Бергойн и Гамбрилл добились своего, и, как пишет доктор Шелдрик, Гамбрилл торжествовал победу над ризничим, не упуская ни единой возможности обмануть его, обвести вокруг пальца, унизить перед рабочими, в результате чего каноник, и без того человек не крепкого здоровья, заболел и вынужден был отказаться от должности.
– От души сочувствую этому бедняге, – с улыбкой воскликнул доктор Систерсон.
– Бедный доктор Систерсон, – вздохнула миссис Локард.– Завтрашнее собрание капитула, наверное, не очень-то вас радует.
– Совсем не радует. Придется сообщить новость, что какое-то время в соборе будет затруднительно проводить богослужения.– Он испустил комический вздох, вылившийся в широкую улыбку, и попросил меня продолжать.
– У Бергойна и Гамбрилла были теперь развязаны руки. Но в следующие месяцы они стали хуже между собой ладить. Бергойн не доверил пока Гамбриллу починку шпиля, а настаивал на том, чтобы тот сосредоточился на работе, которую каменщик полагал куда менее ответственной: например, на подготовке к переносу алтаря в центр здания.
Их зарождающуюся враждебность сдерживал (по крайней мере так казалось) Томас Лимбрик, работавший под началом Гамбрилла. Это был сын человека, погибшего в тот самый день, когда был покалечен Гамбрилл, и многие горожане говорили, что Гамбрилл проявил великодушие, предоставив ему работу, – хотя кое-кто объяснял его поступок иными мотивами. Лимбрику, трудолюбивому и способному молодому человеку, доверяли и казначей, и каменщик, потому он и имел возможность улаживать их разногласия.
Бергойн добился всего, чего желал: собор ремонтировался, и его предстоящее открытие должно было значительно укрепить позиции казначея. Однако он не выглядел счастливым; казалось, что-то тяготит его душу, и он, прежде аккуратный во всех мелочах, мог иной раз появиться на людях небритым или нечесаным. Он опаздывал на собрания капитула, все чаще пренебрегал своими обязанностями и даже отвлекался во время службы. Раз или два в середине проповеди он останавливался, теряя нить. Он завел привычку беспокойно расхаживать по улицам в ночные часы, так что его несколько раз – к своему глубокому смущению – останавливали городские стражи, пока не научились узнавать его в полной темноте (в ту пору улицы не освещались) по длинной фигуре, высокой шляпе и духовному одеянию.

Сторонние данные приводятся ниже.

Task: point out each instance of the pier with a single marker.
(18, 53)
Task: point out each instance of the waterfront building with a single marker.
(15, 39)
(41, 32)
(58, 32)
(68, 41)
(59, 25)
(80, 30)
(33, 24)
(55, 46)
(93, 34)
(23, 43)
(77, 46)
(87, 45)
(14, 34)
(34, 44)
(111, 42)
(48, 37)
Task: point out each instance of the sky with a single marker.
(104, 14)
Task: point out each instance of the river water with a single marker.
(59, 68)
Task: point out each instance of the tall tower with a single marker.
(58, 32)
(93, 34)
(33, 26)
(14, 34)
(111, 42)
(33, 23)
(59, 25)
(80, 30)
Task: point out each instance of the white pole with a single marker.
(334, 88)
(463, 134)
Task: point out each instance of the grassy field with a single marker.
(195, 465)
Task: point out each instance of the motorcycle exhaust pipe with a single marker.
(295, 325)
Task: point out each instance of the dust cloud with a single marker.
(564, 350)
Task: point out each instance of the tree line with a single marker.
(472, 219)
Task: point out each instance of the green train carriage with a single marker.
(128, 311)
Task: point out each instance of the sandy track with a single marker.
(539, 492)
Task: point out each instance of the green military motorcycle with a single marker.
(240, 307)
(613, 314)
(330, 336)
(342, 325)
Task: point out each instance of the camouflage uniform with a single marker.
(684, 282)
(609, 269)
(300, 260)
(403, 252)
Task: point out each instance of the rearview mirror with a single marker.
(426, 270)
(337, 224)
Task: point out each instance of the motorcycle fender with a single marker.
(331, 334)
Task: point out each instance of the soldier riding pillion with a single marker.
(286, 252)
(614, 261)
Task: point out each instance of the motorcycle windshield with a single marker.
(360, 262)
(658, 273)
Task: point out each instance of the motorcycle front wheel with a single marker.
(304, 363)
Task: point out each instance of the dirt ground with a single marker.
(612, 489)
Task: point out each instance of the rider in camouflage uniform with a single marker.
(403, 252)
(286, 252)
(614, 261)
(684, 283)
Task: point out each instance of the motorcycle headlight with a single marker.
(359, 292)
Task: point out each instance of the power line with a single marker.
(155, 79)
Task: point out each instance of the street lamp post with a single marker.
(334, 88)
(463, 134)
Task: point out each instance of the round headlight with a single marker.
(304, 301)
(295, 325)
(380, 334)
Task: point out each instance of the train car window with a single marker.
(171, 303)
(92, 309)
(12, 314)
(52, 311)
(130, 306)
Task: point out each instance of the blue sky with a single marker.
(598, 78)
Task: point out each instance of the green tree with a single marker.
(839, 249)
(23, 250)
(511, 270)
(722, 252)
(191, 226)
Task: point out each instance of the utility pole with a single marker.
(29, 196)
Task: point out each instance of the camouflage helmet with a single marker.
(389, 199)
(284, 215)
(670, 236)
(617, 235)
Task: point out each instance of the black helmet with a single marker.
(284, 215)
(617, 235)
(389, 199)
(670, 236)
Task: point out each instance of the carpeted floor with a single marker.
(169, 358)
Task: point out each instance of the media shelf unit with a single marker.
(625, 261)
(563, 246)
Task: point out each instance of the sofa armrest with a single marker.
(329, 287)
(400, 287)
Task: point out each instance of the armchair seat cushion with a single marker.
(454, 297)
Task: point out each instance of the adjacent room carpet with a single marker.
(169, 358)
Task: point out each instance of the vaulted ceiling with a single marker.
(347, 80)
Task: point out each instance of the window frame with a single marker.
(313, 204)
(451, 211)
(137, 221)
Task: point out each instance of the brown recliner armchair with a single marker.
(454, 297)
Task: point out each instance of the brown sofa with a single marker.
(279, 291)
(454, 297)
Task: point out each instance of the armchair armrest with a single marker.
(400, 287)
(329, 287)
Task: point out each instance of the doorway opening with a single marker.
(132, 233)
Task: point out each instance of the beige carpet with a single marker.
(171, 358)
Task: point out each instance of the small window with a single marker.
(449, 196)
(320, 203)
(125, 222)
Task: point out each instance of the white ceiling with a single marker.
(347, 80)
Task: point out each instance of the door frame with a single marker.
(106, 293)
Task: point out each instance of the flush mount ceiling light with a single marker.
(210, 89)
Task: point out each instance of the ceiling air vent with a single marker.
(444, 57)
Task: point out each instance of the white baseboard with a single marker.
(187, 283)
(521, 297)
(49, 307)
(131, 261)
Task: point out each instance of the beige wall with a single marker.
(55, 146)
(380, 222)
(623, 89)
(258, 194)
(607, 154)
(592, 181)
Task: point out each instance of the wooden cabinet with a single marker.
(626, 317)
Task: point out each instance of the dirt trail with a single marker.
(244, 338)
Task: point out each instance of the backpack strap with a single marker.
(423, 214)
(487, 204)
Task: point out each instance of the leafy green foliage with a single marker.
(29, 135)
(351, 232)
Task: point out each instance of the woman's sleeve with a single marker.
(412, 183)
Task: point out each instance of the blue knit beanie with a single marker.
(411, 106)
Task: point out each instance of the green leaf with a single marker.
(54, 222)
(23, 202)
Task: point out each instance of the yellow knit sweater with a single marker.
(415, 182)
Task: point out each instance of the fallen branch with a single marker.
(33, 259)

– Более того, он изменил даже своей привычной трезвости, – ввернул доктор Систерсон, – и несколько раз его видели пьяным.
– В самом деле? Доктор Шелдрик об этом не упоминает. Все в городе гадали, что за тайная страсть не дает канонику спокойно спать...

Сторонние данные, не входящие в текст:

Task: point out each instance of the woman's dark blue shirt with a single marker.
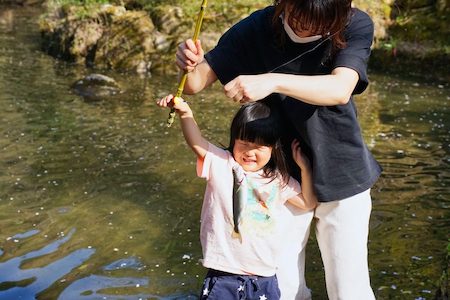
(341, 162)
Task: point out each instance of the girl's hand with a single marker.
(299, 157)
(189, 55)
(181, 106)
(249, 88)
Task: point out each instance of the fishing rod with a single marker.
(183, 78)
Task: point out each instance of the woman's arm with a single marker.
(190, 58)
(324, 90)
(191, 132)
(307, 199)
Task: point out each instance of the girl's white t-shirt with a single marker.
(255, 252)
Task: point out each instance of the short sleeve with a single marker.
(359, 37)
(224, 59)
(290, 190)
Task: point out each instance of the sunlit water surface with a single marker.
(99, 200)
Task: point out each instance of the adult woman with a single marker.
(313, 54)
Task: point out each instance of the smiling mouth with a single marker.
(248, 161)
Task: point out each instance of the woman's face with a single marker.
(250, 156)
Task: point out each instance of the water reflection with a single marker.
(25, 283)
(127, 183)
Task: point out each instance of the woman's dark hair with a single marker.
(324, 17)
(261, 123)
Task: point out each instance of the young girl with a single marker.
(240, 248)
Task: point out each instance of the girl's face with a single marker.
(250, 156)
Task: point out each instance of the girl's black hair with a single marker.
(261, 123)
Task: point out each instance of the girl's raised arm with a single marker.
(191, 132)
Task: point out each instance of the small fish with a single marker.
(239, 198)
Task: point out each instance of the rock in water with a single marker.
(95, 87)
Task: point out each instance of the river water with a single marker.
(99, 200)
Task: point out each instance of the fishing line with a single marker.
(304, 53)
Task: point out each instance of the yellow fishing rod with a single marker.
(183, 78)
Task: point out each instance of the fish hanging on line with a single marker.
(240, 190)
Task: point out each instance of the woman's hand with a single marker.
(249, 88)
(299, 157)
(189, 55)
(180, 106)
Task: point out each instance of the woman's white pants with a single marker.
(342, 229)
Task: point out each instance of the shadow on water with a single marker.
(26, 283)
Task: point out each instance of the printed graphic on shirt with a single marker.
(258, 216)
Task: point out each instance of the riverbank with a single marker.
(141, 36)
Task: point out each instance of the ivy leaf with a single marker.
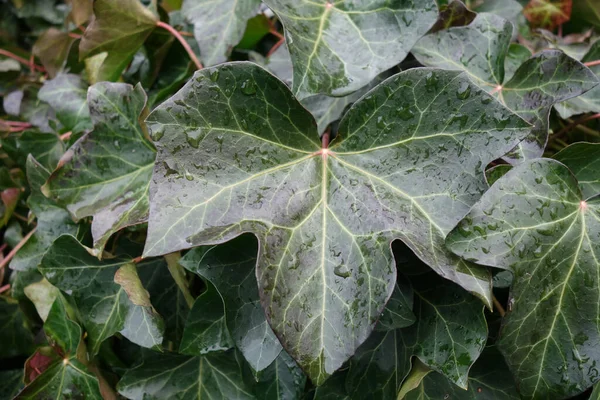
(283, 379)
(119, 28)
(325, 219)
(231, 268)
(67, 95)
(488, 379)
(52, 221)
(106, 303)
(583, 159)
(167, 376)
(448, 337)
(535, 222)
(545, 79)
(15, 335)
(205, 329)
(338, 48)
(548, 13)
(588, 102)
(218, 25)
(52, 48)
(106, 173)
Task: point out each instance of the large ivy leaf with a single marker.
(448, 337)
(535, 222)
(67, 94)
(337, 48)
(52, 220)
(583, 159)
(167, 376)
(488, 379)
(325, 217)
(590, 101)
(106, 173)
(547, 78)
(231, 268)
(218, 25)
(119, 29)
(108, 293)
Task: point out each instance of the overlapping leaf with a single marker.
(325, 218)
(339, 47)
(108, 302)
(119, 29)
(106, 173)
(167, 376)
(448, 337)
(231, 268)
(535, 222)
(480, 49)
(218, 25)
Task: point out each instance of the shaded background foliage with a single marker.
(139, 168)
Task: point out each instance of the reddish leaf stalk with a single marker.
(22, 60)
(185, 44)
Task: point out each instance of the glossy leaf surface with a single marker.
(535, 222)
(337, 48)
(325, 233)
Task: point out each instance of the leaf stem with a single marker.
(17, 248)
(574, 124)
(592, 63)
(185, 44)
(178, 275)
(498, 306)
(22, 60)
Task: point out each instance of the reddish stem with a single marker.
(592, 63)
(185, 44)
(21, 60)
(577, 122)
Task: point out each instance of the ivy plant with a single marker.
(348, 199)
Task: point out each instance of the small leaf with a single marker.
(67, 94)
(338, 48)
(325, 219)
(205, 329)
(119, 28)
(166, 376)
(106, 173)
(547, 234)
(218, 25)
(231, 268)
(104, 305)
(583, 159)
(548, 13)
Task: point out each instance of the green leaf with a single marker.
(166, 376)
(231, 268)
(583, 159)
(488, 379)
(588, 102)
(63, 379)
(480, 50)
(108, 302)
(325, 219)
(218, 25)
(52, 221)
(205, 329)
(283, 379)
(448, 337)
(67, 94)
(52, 48)
(15, 335)
(338, 48)
(535, 222)
(119, 28)
(106, 173)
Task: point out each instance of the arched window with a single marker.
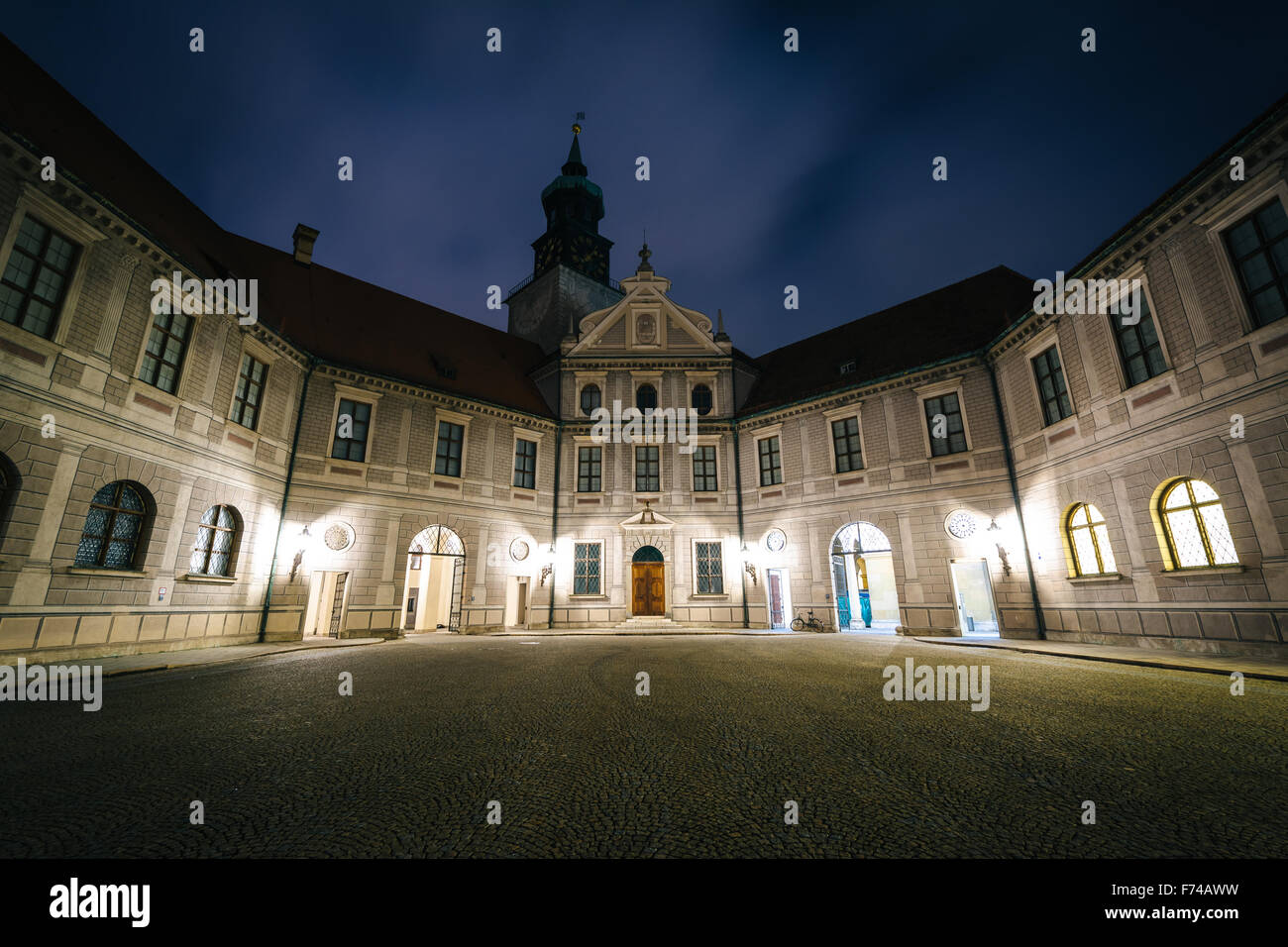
(702, 399)
(9, 480)
(217, 541)
(1089, 539)
(114, 527)
(1194, 526)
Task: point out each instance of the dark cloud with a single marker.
(768, 169)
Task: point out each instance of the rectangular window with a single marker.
(447, 458)
(351, 431)
(526, 464)
(944, 423)
(704, 470)
(249, 393)
(647, 470)
(35, 279)
(1137, 347)
(589, 470)
(709, 564)
(1258, 249)
(771, 462)
(845, 444)
(1051, 388)
(585, 578)
(163, 355)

– Он был влюблен, – промолвила нараспев миссис Систерсон.
Мы все в изумлении обернулись к ней, а она послала улыбку своему супругу, который покраснел и опустил взгляд.

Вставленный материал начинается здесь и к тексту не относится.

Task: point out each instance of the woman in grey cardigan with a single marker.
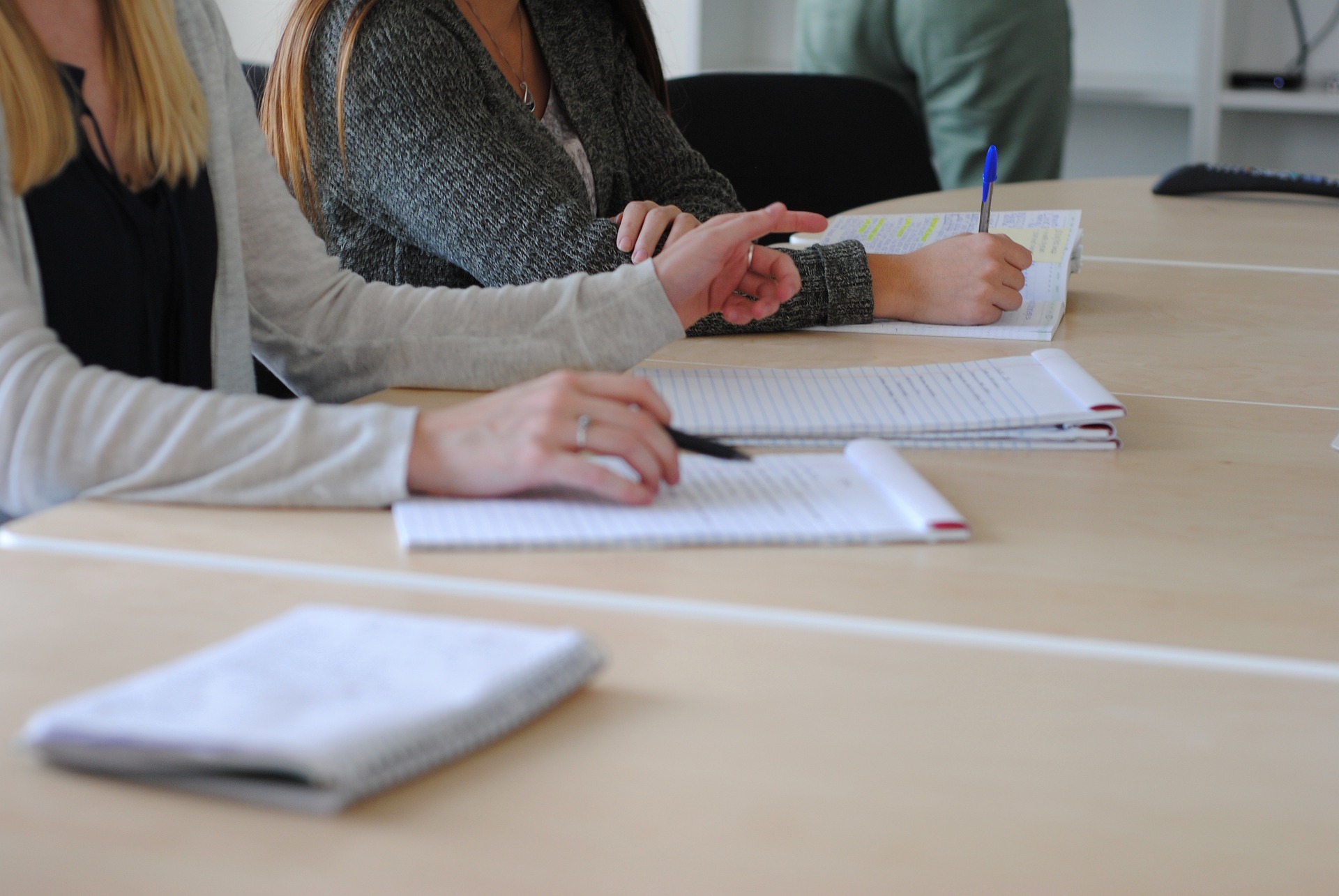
(174, 130)
(494, 142)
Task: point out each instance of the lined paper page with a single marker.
(780, 499)
(1050, 236)
(880, 402)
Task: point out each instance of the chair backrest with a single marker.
(816, 142)
(256, 77)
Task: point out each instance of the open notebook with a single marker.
(1039, 397)
(319, 708)
(864, 496)
(1054, 237)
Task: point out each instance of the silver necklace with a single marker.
(527, 97)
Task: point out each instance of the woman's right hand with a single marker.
(707, 268)
(525, 437)
(970, 280)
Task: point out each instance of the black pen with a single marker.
(710, 448)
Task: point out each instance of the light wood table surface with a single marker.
(707, 759)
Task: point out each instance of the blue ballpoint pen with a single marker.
(988, 189)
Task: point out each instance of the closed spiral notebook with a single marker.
(319, 708)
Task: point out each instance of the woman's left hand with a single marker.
(706, 271)
(643, 222)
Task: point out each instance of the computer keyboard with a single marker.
(1225, 179)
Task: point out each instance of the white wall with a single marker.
(255, 26)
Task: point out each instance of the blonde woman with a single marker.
(148, 245)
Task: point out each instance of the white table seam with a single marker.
(762, 616)
(1211, 266)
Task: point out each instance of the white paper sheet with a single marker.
(778, 499)
(883, 402)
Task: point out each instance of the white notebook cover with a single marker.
(868, 494)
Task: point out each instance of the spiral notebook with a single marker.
(319, 708)
(1054, 237)
(1043, 397)
(867, 494)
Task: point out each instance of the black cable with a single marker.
(1299, 62)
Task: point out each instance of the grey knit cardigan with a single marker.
(448, 180)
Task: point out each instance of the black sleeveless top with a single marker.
(128, 279)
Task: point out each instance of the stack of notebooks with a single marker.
(318, 709)
(1054, 237)
(1039, 401)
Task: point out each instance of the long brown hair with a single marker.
(287, 103)
(164, 123)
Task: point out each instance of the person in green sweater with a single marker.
(981, 71)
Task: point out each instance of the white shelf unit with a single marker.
(1179, 54)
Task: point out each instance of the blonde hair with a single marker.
(162, 121)
(285, 109)
(287, 105)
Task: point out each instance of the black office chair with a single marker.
(816, 142)
(266, 381)
(256, 77)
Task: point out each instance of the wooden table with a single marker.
(1039, 766)
(707, 759)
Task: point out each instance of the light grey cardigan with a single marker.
(67, 430)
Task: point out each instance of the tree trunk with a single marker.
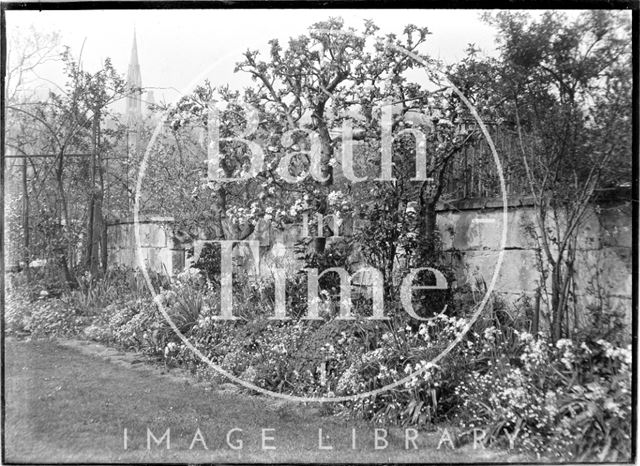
(25, 219)
(428, 228)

– Ну что ж, – продолжал я, – злые языки поговаривали о женщине, однако казначея ни разу не застали в компании какой-либо представительницы слабого пола. Доктор Шелдрик, однако, впервые дает достоверное объяснение.
– Неужели? – удивленно воскликнул доктор Систерсон. Он бросил взгляд на жену, но она не видела в тот миг ничего, кроме ребенка.
– Правда заключается в том, что Бергойна постиг душевный кризис из-за некоего тайного преступления, им обнаруженного; мрачное открытие потрясло его и лишило обычной надменной уверенности.
– Действительно? Так утверждает доктор Шелдрик? – Доктор Систерсон взглянул на миссис Локард и спросил у меня: – В чем же заключалась, по мнению доктора Шелдрика, эта тайна?
– Финансовые злоупотребления со стороны Фрита. Узнав о его безнравственности, Бергойн пришел в смятение.
– Понятно. – Доктор Систерсон с улыбкой откинулся на спинку кресла. Я подумал, не ждал ли он чего-то другого.– Но разве ему не было уже известно, что Фрит корыстолюбив и нечист на руку?
– Да, но он был потрясен масштабами и продуманным характером его преступлений. А кроме того, намекает доктор Шелдрик, обнаружилось, что в злоупотреблениях по уши замешан и Гамбрилл, которому казначей верил.– Увидев скептическое отношение доктора Систерсона, я и сам усомнился в разоблачении доктора Шелдрика. – А вы чем бы объяснили внезапную перемену в поведении Бергойна?